Remember not to use the same cloth as you used for cleaning. Polishing creates a waxy silicone residue (that’s how it works) and you don’t want to get that residue on the lining next time you clean it, because it doesn’t wash out.
Never use toilet paper or roller towel on a helmet or a visor, it’s incredibly abrasive.
If your helmet has a matte or satin finish, sorry for you; they are a lot of work to look after.
The important thing is to stay away from any cleansers containing silicon or any form of wax, such as car shampoo, or any form of polish. They leave nasty-looking blotches on the finish that never come out.
Also, matte and semi-matte finishes are even softer than visor material and pick up scratches just as easily. So use the same process - rinse with cold water, then wash with baby shampoo on your fingertips, rinse again and pat the helmet dry – don’t wipe it! – with a clean, soft towel.
Although there are comprehensive safety standards for crash helmets in place, both here and internationally, none of them are stipulated in South African road traffic legislation.
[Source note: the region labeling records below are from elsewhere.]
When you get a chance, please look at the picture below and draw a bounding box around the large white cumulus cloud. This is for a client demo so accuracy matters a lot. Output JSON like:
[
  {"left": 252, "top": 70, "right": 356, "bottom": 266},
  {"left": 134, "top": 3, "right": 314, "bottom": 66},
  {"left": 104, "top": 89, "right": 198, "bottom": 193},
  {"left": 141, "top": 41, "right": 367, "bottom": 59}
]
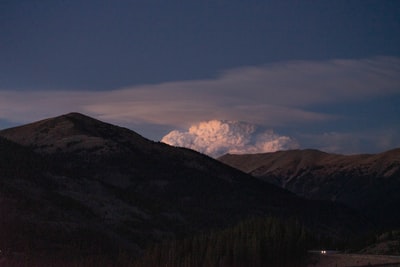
[{"left": 161, "top": 120, "right": 298, "bottom": 157}]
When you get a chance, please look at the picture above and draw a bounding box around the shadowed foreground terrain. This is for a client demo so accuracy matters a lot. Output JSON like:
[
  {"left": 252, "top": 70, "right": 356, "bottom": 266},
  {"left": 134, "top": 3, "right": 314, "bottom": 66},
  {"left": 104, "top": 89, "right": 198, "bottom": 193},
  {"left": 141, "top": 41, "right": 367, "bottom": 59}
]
[
  {"left": 219, "top": 148, "right": 400, "bottom": 228},
  {"left": 0, "top": 113, "right": 382, "bottom": 266}
]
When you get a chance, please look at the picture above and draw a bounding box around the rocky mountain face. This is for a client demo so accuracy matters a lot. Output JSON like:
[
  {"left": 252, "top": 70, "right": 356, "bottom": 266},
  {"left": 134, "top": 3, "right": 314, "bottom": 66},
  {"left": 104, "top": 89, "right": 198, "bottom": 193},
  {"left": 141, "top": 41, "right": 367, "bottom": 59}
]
[
  {"left": 0, "top": 113, "right": 368, "bottom": 257},
  {"left": 219, "top": 149, "right": 400, "bottom": 227}
]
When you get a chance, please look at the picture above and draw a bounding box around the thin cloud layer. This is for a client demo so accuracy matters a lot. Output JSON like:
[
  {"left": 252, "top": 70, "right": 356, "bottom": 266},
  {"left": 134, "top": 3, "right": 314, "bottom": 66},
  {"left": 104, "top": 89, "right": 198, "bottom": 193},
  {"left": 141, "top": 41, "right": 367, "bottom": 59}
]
[
  {"left": 161, "top": 120, "right": 298, "bottom": 157},
  {"left": 0, "top": 57, "right": 400, "bottom": 154},
  {"left": 0, "top": 57, "right": 400, "bottom": 127}
]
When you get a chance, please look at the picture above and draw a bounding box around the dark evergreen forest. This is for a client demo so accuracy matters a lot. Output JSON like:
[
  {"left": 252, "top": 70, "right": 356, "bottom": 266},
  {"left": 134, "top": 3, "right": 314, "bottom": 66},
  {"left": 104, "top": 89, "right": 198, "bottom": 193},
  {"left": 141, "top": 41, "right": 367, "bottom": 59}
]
[{"left": 133, "top": 218, "right": 310, "bottom": 267}]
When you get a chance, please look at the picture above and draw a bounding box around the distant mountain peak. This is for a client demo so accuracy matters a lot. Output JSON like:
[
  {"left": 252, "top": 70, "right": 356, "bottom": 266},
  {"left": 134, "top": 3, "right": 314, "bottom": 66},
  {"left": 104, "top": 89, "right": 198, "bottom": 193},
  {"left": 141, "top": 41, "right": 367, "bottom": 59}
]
[{"left": 0, "top": 112, "right": 148, "bottom": 154}]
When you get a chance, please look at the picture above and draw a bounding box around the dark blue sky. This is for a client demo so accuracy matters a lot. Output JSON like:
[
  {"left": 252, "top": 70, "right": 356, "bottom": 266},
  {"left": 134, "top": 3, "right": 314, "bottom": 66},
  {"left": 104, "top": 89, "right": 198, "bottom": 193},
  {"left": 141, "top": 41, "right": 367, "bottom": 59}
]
[{"left": 0, "top": 0, "right": 400, "bottom": 155}]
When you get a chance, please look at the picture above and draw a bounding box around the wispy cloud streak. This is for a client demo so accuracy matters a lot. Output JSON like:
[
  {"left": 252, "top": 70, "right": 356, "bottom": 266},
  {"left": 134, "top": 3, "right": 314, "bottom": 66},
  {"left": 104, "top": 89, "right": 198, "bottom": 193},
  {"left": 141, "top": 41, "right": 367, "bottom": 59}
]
[{"left": 0, "top": 57, "right": 400, "bottom": 137}]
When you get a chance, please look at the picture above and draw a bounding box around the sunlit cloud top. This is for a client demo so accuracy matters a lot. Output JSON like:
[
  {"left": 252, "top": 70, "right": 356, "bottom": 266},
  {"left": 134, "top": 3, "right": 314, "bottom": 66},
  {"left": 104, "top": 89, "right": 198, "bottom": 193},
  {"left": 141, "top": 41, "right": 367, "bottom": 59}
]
[{"left": 0, "top": 57, "right": 400, "bottom": 154}]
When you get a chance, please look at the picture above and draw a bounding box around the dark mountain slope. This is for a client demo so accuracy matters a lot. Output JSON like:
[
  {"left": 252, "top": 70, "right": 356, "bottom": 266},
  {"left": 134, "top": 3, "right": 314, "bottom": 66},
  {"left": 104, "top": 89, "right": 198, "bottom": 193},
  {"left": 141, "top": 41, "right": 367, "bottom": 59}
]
[
  {"left": 219, "top": 149, "right": 400, "bottom": 226},
  {"left": 0, "top": 113, "right": 367, "bottom": 260}
]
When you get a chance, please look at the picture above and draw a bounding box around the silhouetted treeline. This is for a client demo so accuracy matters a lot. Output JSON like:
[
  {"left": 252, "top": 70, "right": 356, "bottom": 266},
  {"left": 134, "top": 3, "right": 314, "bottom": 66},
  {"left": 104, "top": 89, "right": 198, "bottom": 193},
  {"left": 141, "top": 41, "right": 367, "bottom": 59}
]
[{"left": 134, "top": 218, "right": 309, "bottom": 267}]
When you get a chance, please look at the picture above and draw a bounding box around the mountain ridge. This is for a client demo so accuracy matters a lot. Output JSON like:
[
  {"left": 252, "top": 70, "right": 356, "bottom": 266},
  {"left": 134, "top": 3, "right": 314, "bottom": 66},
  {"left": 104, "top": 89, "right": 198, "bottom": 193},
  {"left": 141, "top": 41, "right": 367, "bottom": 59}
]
[
  {"left": 0, "top": 113, "right": 371, "bottom": 260},
  {"left": 219, "top": 148, "right": 400, "bottom": 226}
]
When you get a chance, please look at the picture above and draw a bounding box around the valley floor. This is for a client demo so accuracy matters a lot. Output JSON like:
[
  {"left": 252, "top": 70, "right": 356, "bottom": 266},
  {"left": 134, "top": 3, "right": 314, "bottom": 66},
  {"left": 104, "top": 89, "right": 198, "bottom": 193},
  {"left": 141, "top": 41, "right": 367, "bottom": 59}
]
[{"left": 308, "top": 254, "right": 400, "bottom": 267}]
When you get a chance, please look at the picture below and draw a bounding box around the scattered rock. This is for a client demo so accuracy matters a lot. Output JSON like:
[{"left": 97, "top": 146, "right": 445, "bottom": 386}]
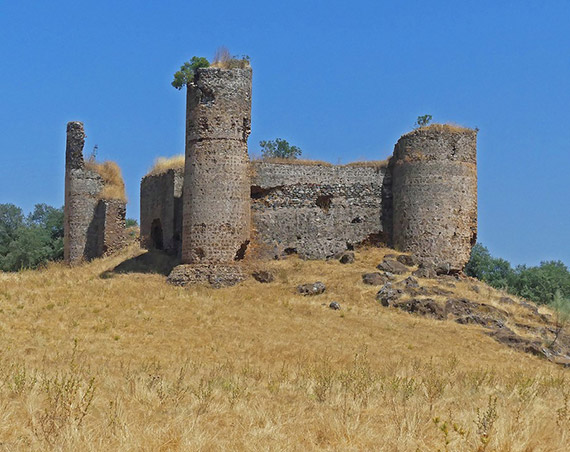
[
  {"left": 376, "top": 259, "right": 408, "bottom": 275},
  {"left": 376, "top": 282, "right": 403, "bottom": 306},
  {"left": 362, "top": 273, "right": 390, "bottom": 286},
  {"left": 297, "top": 281, "right": 326, "bottom": 295},
  {"left": 396, "top": 254, "right": 419, "bottom": 267},
  {"left": 499, "top": 297, "right": 516, "bottom": 305},
  {"left": 429, "top": 287, "right": 453, "bottom": 297},
  {"left": 401, "top": 276, "right": 420, "bottom": 287},
  {"left": 393, "top": 298, "right": 445, "bottom": 320},
  {"left": 339, "top": 251, "right": 354, "bottom": 264},
  {"left": 488, "top": 328, "right": 551, "bottom": 358},
  {"left": 406, "top": 286, "right": 435, "bottom": 297},
  {"left": 412, "top": 264, "right": 437, "bottom": 279},
  {"left": 445, "top": 298, "right": 507, "bottom": 328},
  {"left": 251, "top": 270, "right": 275, "bottom": 283}
]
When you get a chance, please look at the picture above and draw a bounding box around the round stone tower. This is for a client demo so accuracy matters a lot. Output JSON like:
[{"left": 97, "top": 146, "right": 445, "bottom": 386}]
[
  {"left": 166, "top": 67, "right": 252, "bottom": 285},
  {"left": 390, "top": 124, "right": 477, "bottom": 272}
]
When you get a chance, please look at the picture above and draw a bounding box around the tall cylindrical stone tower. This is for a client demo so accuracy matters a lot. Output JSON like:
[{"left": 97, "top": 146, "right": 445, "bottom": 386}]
[
  {"left": 390, "top": 124, "right": 477, "bottom": 272},
  {"left": 170, "top": 67, "right": 252, "bottom": 285}
]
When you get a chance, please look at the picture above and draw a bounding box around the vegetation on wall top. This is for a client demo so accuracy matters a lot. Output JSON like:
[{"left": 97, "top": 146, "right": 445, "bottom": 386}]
[
  {"left": 147, "top": 154, "right": 184, "bottom": 176},
  {"left": 259, "top": 138, "right": 303, "bottom": 160},
  {"left": 85, "top": 159, "right": 127, "bottom": 202},
  {"left": 171, "top": 56, "right": 210, "bottom": 89},
  {"left": 0, "top": 204, "right": 63, "bottom": 271}
]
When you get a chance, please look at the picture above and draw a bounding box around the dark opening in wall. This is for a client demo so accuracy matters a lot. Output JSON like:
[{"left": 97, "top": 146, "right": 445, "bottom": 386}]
[
  {"left": 251, "top": 185, "right": 280, "bottom": 199},
  {"left": 150, "top": 218, "right": 164, "bottom": 250},
  {"left": 234, "top": 240, "right": 249, "bottom": 261},
  {"left": 315, "top": 195, "right": 332, "bottom": 212}
]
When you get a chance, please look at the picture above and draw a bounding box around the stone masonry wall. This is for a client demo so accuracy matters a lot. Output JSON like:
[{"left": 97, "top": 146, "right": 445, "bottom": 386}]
[
  {"left": 182, "top": 67, "right": 251, "bottom": 265},
  {"left": 140, "top": 168, "right": 184, "bottom": 254},
  {"left": 99, "top": 199, "right": 127, "bottom": 255},
  {"left": 64, "top": 122, "right": 125, "bottom": 265},
  {"left": 64, "top": 122, "right": 103, "bottom": 264},
  {"left": 390, "top": 126, "right": 477, "bottom": 271},
  {"left": 251, "top": 161, "right": 386, "bottom": 259}
]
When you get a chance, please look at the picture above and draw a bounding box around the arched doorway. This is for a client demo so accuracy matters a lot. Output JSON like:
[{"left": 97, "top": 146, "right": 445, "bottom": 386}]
[{"left": 150, "top": 218, "right": 164, "bottom": 250}]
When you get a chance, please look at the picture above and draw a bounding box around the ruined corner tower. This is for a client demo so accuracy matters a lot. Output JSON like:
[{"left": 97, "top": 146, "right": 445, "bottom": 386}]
[
  {"left": 390, "top": 124, "right": 477, "bottom": 272},
  {"left": 64, "top": 121, "right": 126, "bottom": 265},
  {"left": 169, "top": 67, "right": 252, "bottom": 285}
]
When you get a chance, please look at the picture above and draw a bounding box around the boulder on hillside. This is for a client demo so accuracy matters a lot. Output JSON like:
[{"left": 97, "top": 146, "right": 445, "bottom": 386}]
[
  {"left": 393, "top": 298, "right": 445, "bottom": 320},
  {"left": 297, "top": 281, "right": 326, "bottom": 296},
  {"left": 251, "top": 270, "right": 275, "bottom": 283},
  {"left": 362, "top": 272, "right": 390, "bottom": 286},
  {"left": 396, "top": 254, "right": 419, "bottom": 267},
  {"left": 339, "top": 251, "right": 354, "bottom": 264},
  {"left": 376, "top": 259, "right": 409, "bottom": 275},
  {"left": 376, "top": 282, "right": 403, "bottom": 306},
  {"left": 412, "top": 263, "right": 437, "bottom": 279}
]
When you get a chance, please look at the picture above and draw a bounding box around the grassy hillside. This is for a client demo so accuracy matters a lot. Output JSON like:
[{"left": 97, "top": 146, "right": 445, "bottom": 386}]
[{"left": 0, "top": 247, "right": 570, "bottom": 451}]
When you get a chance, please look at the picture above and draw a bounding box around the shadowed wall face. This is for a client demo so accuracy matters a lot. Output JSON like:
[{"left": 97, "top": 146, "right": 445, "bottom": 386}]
[
  {"left": 182, "top": 68, "right": 251, "bottom": 264},
  {"left": 140, "top": 169, "right": 184, "bottom": 254},
  {"left": 251, "top": 161, "right": 386, "bottom": 259},
  {"left": 390, "top": 126, "right": 477, "bottom": 271}
]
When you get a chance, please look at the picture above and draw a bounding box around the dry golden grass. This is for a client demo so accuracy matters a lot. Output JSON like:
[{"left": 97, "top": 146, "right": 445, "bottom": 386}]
[
  {"left": 252, "top": 158, "right": 388, "bottom": 168},
  {"left": 147, "top": 154, "right": 184, "bottom": 176},
  {"left": 342, "top": 159, "right": 388, "bottom": 168},
  {"left": 253, "top": 157, "right": 334, "bottom": 166},
  {"left": 85, "top": 160, "right": 127, "bottom": 202},
  {"left": 402, "top": 123, "right": 477, "bottom": 136},
  {"left": 0, "top": 247, "right": 570, "bottom": 451},
  {"left": 211, "top": 46, "right": 249, "bottom": 69}
]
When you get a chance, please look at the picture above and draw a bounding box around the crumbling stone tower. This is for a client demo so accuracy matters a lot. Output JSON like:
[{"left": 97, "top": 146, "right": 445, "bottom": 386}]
[
  {"left": 166, "top": 67, "right": 252, "bottom": 285},
  {"left": 390, "top": 124, "right": 477, "bottom": 272},
  {"left": 63, "top": 121, "right": 126, "bottom": 265}
]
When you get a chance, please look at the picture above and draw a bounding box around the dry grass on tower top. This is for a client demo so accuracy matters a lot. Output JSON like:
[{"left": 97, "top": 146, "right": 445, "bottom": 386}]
[
  {"left": 0, "top": 247, "right": 570, "bottom": 451},
  {"left": 85, "top": 160, "right": 127, "bottom": 202},
  {"left": 147, "top": 154, "right": 184, "bottom": 176},
  {"left": 402, "top": 123, "right": 478, "bottom": 138}
]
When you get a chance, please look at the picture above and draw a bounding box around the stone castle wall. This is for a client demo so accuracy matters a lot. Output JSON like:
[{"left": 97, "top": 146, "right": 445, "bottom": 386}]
[
  {"left": 390, "top": 125, "right": 477, "bottom": 271},
  {"left": 140, "top": 169, "right": 184, "bottom": 254},
  {"left": 251, "top": 161, "right": 386, "bottom": 259},
  {"left": 182, "top": 67, "right": 251, "bottom": 265},
  {"left": 64, "top": 122, "right": 125, "bottom": 265}
]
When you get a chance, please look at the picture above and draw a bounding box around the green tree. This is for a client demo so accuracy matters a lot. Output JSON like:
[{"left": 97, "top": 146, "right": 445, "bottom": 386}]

As long as what you have on your head looks like it’s intended for use on a motorcycle, covers your ears and has a strap that passes under your chin (chin cups are still very much a no-no) you can call it a crash helmet and the cops can’t argue with you.
Obviously that rules out the silly little ‘doppies’ and German coal-scuttle type helmets, which is a very good thing, because they offer you exactly zero protection in a crash. With those dishonourable exceptions, the type of helmet you wear – and what condition it’s in – is entirely up to you. So we’ll end with a line from a helmet advertisement in an American motorcycle magazine from 20 years ago, which said simply: “If you have a $10 head, wear a $10 helmet.”